Being in Nashville, all you have to do is walk downtown and you are guaranteed to see a glimpse into the life of the homeless. They’re standing on the streets holding signs, at a corner playing their beat up guitars, while some may just be sitting there with an appearance of complete despair and no hope…and what is your first response? Do your best to avoid them, because after all, they’re just beggars wanting your money to buy cigarettes and alcohol, RIGHT? We have become so desensitized to the homeless community as though they don’t even exist. I say this only from my own personal experience, but I’m not naive enough to think that others don’t feel this way as well.
This is a reality all over the world, but it’s never affected me as much and I’ve never been impacted by it in such a tremendous way until just recently. I’d been in China for nearly four weeks and already knew the existence of the beggars that roamed the streets, because after all I had already been approached by dozens of them. They would come around you holding out their hand implying that they wanted you to give them money; however, I was not prepared for what I was about to experience in this one particular place.
I arrived in this developing city in the middle of nowhere, found a place to stay, and began to walk the streets. It immediately hit.
I walked by this man sitting on the road whose legs were amputated… I looked into his eyes and felt completely brokenhearted. I had an adorable little boy come up to me wanting money, and then completely grabbed ahold of my leg and held on to it tightly as I kept walking…my heart cried out to him. I had mothers come to me with their small babies in their arms, holding out their hand asking for money while pointing to their kid…they left with a look on their face of “How could you not help my little baby?” An old man with a limp walked into the place where I was sitting down to eat, and showed me a picture of an x-ray and doctors reports(which I obviously couldn’t read) implying that he had to have surgery and needed money. These are just a few of the many encounters that I had with the beggars of this town.
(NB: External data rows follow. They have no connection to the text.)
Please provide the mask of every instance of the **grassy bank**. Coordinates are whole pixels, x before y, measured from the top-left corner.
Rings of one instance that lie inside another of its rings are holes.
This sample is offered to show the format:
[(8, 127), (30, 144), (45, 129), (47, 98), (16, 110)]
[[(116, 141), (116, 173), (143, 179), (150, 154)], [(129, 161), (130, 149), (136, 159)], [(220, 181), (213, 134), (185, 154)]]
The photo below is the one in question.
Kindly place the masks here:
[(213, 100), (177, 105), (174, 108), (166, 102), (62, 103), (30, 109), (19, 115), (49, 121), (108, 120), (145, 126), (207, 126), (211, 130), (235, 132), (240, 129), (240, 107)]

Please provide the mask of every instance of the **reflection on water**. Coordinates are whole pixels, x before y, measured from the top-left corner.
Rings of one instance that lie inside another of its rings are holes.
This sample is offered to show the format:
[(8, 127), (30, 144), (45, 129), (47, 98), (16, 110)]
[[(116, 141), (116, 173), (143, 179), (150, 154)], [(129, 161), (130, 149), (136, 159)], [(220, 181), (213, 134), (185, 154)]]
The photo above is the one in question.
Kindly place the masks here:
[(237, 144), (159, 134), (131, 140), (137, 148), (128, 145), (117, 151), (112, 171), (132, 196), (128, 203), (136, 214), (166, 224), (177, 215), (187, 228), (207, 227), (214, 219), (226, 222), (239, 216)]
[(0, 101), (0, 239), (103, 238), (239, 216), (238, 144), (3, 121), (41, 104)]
It was overwhelming. I was constantly being approached. I didn’t have the money to just hand out to everyone. If I give one person money, shouldn’t I give everyone else money? It got very annoying, because they wouldn’t just come and go…they would persistently stand there just looking at me, waiting for me to pull out the money. After a while, it began to mess with my emotions. Why was it that I was beginning to feel like the foreign American jerk?
Needless to say, I couldn’t take it anymore, and I just didn’t know how to handle it. Then the story of the beggar in Acts 3 came to my mind, where Peter and John said, “I have no silver and gold, but what I do have I give to you. In the name of Jesus Christ of Nazareth, rise up and walk!” It was hard with the little kids, the mothers, and the crippled to keep coming to me desperately begging for money. My attitude changed. I was lost in compassion for these people. I began to realize that I couldn’t give money to them all, but I knew that there was something I could do. I could pray for them, so I began to pray the same words Peter and John spoke to the beggar in Acts. I prayed that Christ would pour His love into their hearts and that they would somehow come to find true hope in Him.
When you encounter the homeless and beggars or the less unfortunate…how do you respond? Are you lost in compassion? Are you praying for them? Are you letting God’s love radiate into their hearts by reaching out and ministering to them? Wherever you are and you encounter the homeless who begin to ask you for money, you may not give them money…but don’t completely ignore them and walk the other way. Spend a few minutes talking with them showing them you care. You’re not gaining anything in life by doing nothing, but when you reach out your hand with some hope it changes the world.